Sensitive Data Exposure Back

What is sensitive data?

  • Passwords
  • Credit card numbers
  • Credentials
  • Social Security Numbers
  • Health information
  • Personally identifiable information
  • Other personal information
  • ...

It is important to recognize the importance of protecting such sensitive data and privacy, in order to comply with (遵循) local privacy laws. Responsible sensitive data collection and handling have been paid more attention to after the privacy law, the General Data Protection Regulation (GDRP) released by the European Union in May 2018.

There are two types of data to protect:

  • stored data
  • transmitted data

When it comes to how to protect data in transit, one way is on a web application is by having a SSL certificate, which has protected the integrity of data in transit between the host (web server or firewall) and the client (web browser). For more detailed, you can check out "How to Install an SSL Certificate".

According to OWASP, there are some examples of what can happen when sensitive data is exposed:

Scenario #1 : An application encrypts credit card numbers in a database using automatic database encryption. However, this data is automatically decrypted when retrieved, allowing an SQL injection flaw to retrieve credit card numbers in clear text.

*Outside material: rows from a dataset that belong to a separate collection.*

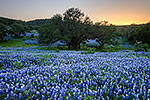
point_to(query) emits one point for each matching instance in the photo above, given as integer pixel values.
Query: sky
(118, 12)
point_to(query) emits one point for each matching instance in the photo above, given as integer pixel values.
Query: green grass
(15, 43)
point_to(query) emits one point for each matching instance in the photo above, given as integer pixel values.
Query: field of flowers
(27, 73)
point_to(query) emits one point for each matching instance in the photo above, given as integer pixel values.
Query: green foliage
(3, 31)
(15, 43)
(105, 33)
(51, 32)
(76, 28)
(143, 34)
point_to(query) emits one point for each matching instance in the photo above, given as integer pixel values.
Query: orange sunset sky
(118, 12)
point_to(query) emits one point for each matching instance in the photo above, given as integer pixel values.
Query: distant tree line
(13, 28)
(74, 28)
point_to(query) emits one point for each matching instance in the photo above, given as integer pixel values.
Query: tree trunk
(69, 46)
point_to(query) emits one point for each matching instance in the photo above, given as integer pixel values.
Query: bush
(141, 47)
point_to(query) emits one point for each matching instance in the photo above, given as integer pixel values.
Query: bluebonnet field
(28, 73)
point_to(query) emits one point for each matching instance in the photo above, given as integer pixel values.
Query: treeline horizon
(73, 27)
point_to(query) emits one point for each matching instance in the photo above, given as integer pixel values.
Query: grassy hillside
(15, 43)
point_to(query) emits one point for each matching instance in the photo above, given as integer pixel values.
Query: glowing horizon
(117, 12)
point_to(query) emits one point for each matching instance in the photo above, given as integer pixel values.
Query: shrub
(141, 47)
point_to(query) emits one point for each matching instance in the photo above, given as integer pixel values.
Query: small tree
(75, 27)
(3, 31)
(104, 33)
(51, 31)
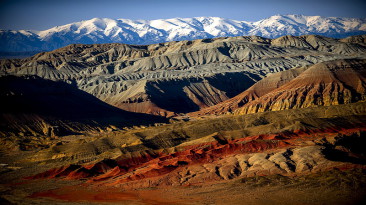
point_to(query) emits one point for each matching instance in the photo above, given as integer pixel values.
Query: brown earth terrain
(243, 120)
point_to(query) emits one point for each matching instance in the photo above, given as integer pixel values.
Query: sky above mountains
(43, 14)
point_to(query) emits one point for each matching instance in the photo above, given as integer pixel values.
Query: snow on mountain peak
(105, 30)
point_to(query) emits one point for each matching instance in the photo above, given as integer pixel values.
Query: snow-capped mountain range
(104, 30)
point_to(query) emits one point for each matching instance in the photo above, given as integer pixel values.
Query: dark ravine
(197, 74)
(232, 118)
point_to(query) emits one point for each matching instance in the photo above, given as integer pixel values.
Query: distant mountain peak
(106, 30)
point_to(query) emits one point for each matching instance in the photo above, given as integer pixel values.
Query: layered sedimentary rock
(197, 74)
(323, 84)
(231, 147)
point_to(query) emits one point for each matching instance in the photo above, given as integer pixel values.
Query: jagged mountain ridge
(155, 79)
(104, 30)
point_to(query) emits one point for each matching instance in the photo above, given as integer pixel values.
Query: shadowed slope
(34, 105)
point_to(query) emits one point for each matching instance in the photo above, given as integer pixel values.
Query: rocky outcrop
(197, 74)
(324, 84)
(37, 107)
(328, 83)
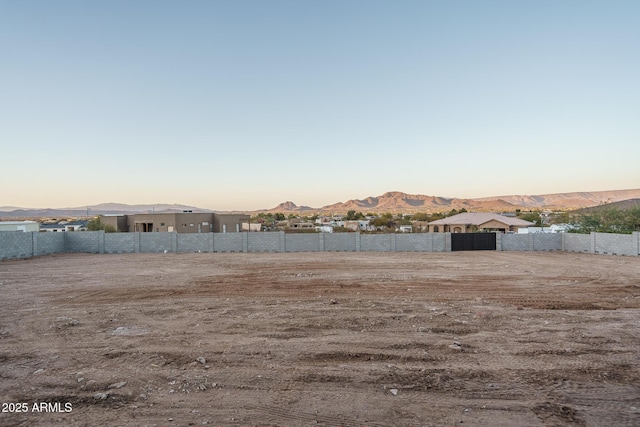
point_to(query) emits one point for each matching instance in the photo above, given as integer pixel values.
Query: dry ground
(353, 339)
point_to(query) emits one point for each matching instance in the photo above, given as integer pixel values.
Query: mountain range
(393, 202)
(396, 202)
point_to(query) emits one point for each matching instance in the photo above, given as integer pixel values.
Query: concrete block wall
(264, 242)
(574, 242)
(120, 243)
(418, 242)
(303, 242)
(531, 242)
(15, 244)
(84, 241)
(515, 242)
(154, 242)
(377, 242)
(342, 242)
(615, 244)
(188, 242)
(22, 245)
(546, 241)
(228, 242)
(48, 243)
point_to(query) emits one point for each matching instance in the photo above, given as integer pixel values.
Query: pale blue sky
(245, 104)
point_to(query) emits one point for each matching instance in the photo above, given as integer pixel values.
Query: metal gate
(473, 241)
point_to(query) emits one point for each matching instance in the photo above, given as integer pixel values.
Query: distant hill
(393, 202)
(396, 201)
(621, 205)
(100, 209)
(290, 207)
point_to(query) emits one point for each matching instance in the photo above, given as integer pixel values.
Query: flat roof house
(469, 222)
(25, 226)
(184, 222)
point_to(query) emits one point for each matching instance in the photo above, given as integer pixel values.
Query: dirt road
(353, 339)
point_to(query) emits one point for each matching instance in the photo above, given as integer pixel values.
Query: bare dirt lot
(353, 339)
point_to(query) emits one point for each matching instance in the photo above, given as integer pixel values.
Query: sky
(242, 105)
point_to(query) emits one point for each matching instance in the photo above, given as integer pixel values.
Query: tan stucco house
(469, 222)
(184, 222)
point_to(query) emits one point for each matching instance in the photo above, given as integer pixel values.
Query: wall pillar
(34, 243)
(136, 242)
(101, 242)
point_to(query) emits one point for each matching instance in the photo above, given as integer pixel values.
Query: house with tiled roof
(470, 222)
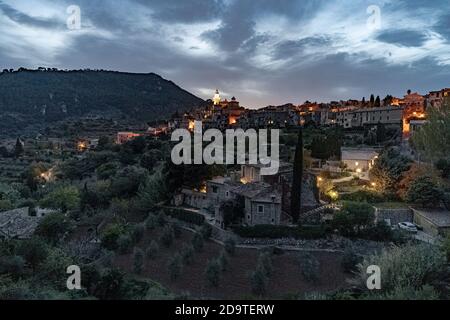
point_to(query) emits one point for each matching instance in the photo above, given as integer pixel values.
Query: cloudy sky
(262, 51)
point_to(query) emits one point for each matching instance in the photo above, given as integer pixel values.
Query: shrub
(309, 267)
(137, 233)
(265, 263)
(176, 230)
(138, 260)
(206, 231)
(152, 250)
(425, 192)
(275, 232)
(222, 260)
(124, 243)
(230, 246)
(258, 281)
(186, 216)
(62, 198)
(167, 236)
(213, 272)
(13, 265)
(54, 227)
(198, 242)
(188, 254)
(175, 267)
(34, 251)
(151, 222)
(350, 261)
(110, 235)
(363, 196)
(353, 218)
(409, 266)
(162, 219)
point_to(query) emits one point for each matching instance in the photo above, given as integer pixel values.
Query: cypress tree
(296, 191)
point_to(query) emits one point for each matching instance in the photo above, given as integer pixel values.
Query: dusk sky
(261, 51)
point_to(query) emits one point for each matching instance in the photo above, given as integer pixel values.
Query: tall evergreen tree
(18, 149)
(377, 102)
(296, 191)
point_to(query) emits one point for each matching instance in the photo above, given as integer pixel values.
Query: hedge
(276, 232)
(185, 215)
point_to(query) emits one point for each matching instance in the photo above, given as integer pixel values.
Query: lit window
(260, 208)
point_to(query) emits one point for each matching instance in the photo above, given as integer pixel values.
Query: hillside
(42, 96)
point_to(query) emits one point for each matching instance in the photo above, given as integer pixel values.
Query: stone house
(17, 224)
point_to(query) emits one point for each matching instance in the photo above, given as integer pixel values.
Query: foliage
(206, 231)
(364, 196)
(186, 216)
(175, 266)
(309, 267)
(408, 177)
(152, 250)
(141, 96)
(167, 236)
(137, 232)
(265, 263)
(433, 138)
(111, 285)
(54, 227)
(222, 260)
(388, 170)
(34, 251)
(212, 272)
(198, 242)
(409, 266)
(63, 198)
(425, 192)
(187, 254)
(110, 235)
(444, 166)
(230, 246)
(233, 211)
(275, 232)
(350, 260)
(151, 222)
(258, 281)
(138, 260)
(152, 191)
(124, 243)
(297, 180)
(13, 265)
(53, 268)
(353, 218)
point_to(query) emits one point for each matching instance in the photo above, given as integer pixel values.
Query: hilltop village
(354, 178)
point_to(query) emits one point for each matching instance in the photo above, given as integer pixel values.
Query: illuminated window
(260, 208)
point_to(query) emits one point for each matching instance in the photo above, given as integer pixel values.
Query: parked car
(408, 226)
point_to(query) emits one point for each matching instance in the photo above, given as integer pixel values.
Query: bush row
(274, 232)
(185, 215)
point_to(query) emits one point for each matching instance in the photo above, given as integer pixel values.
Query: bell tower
(216, 98)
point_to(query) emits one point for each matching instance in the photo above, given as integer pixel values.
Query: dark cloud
(443, 26)
(185, 11)
(292, 48)
(405, 38)
(25, 19)
(135, 47)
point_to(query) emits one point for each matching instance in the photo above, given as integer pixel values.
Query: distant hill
(46, 95)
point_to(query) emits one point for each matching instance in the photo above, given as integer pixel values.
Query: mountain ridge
(46, 95)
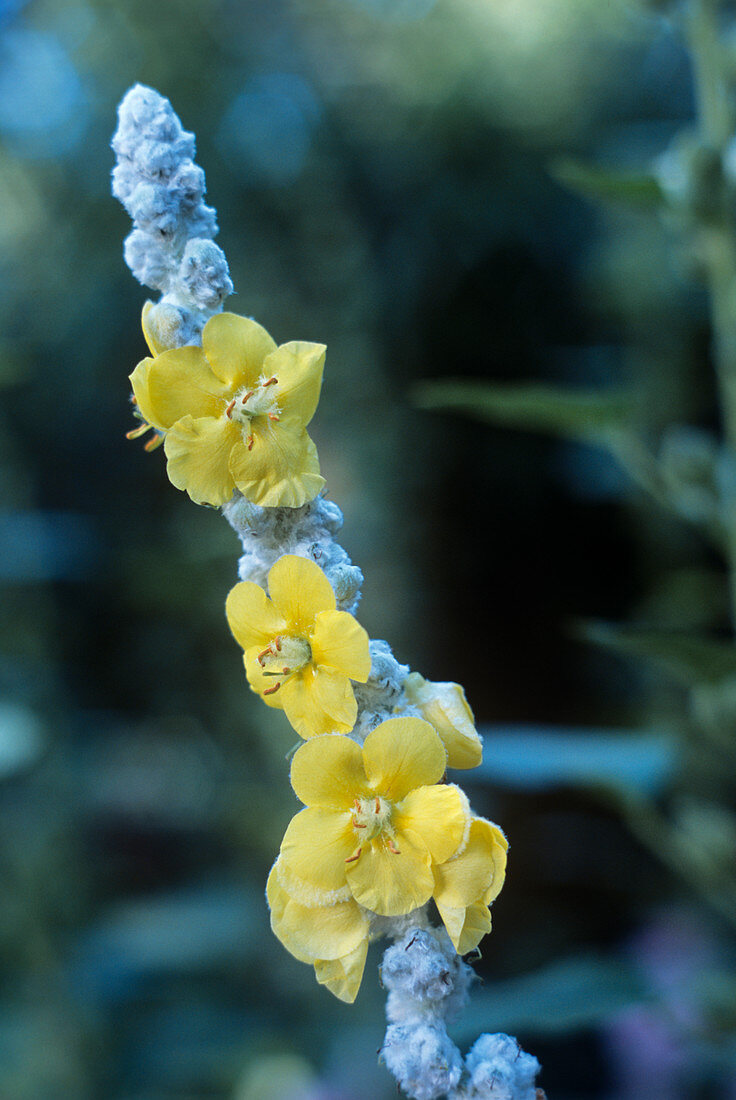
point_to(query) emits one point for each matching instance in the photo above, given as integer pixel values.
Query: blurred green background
(387, 179)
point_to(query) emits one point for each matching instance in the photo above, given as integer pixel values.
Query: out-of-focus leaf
(577, 414)
(636, 188)
(540, 757)
(568, 996)
(690, 659)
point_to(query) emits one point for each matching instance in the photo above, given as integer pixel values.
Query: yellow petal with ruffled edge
(299, 589)
(182, 384)
(342, 977)
(139, 381)
(327, 772)
(467, 879)
(465, 926)
(402, 754)
(298, 366)
(318, 701)
(198, 452)
(282, 468)
(327, 932)
(340, 642)
(388, 883)
(446, 707)
(440, 815)
(235, 349)
(252, 617)
(315, 848)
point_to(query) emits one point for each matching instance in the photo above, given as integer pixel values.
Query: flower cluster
(234, 413)
(382, 833)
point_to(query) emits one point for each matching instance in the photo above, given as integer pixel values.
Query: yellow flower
(446, 707)
(333, 938)
(465, 884)
(376, 820)
(300, 653)
(234, 413)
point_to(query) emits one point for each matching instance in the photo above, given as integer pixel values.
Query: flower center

Scenario #2 : A site doesn't use or enforce TLS for all pages or supports weak encryption. An attacker monitors network traffic (e.g. at an insecure wireless network), downgrades connections from HTTPS to HTTP, intercepts requests, and steals the user's session cookie. The attacker then replays this cookie and hijacks the user's (authenticated) session, accessing or modifying the user's private data. Instead of the above they could alter all transported data, e.g. the recipient of a money transfer.

Scenario #3 : The password database uses unsalted or simple hashes to store everyone's passwords. A file upload flaw allows an attacker to retrieve the password database. All the unsalted hashes can be exposed with a rainbow table of pre-calculated hashes. Hashes generated by simple or fast hash functions may be cracked by GPUs, even if they were salted.

Not encrypting sensitive data is the main reason why these attacks are still so widespread. Even encrypted data can be broken due to weak:

  • key generation process
  • key management process
  • algorithm usage
  • protocol usage
  • cipher usage
  • password hashing storage techniques

So how to prevent sensitive exposure? There are some suggestions by OWASP:

  1. Classify data processed, stored, or transmitted by an application.
  2. Recognize which data is sensitive according to local privacy laws, or business needs.
  3. Start to protect as per the classification:

    1. Don't store sensitive data if it is unnecessary. Note: Note: data that is not retained cannot be stolen

    2. Make sure to encrypt all sensitive data if you need to store them.

    3. Ensure up-to-date and strong standard algorithms, protocols, and keys are in place. Use proper key management as the same time.
    4. Encrypt all data in transit with secure protocols such as TLS with perfect forward secrecy (PFS) ciphers, cipher prioritization by the server, and secure parameters.
    5. Enforce encryption with secure protocols by using some directives like HTTP Strict Transport Security (HSTS).
    6. Disable caching responses that contain sensitive data.
    7. Store passwords using strong adaptive and salted hashing functions with a work factor (delay factor), such as Argon2, scrypt, bcrypt, or PBKDF2.
    8. Verify independently the effectiveness of configuration and settings.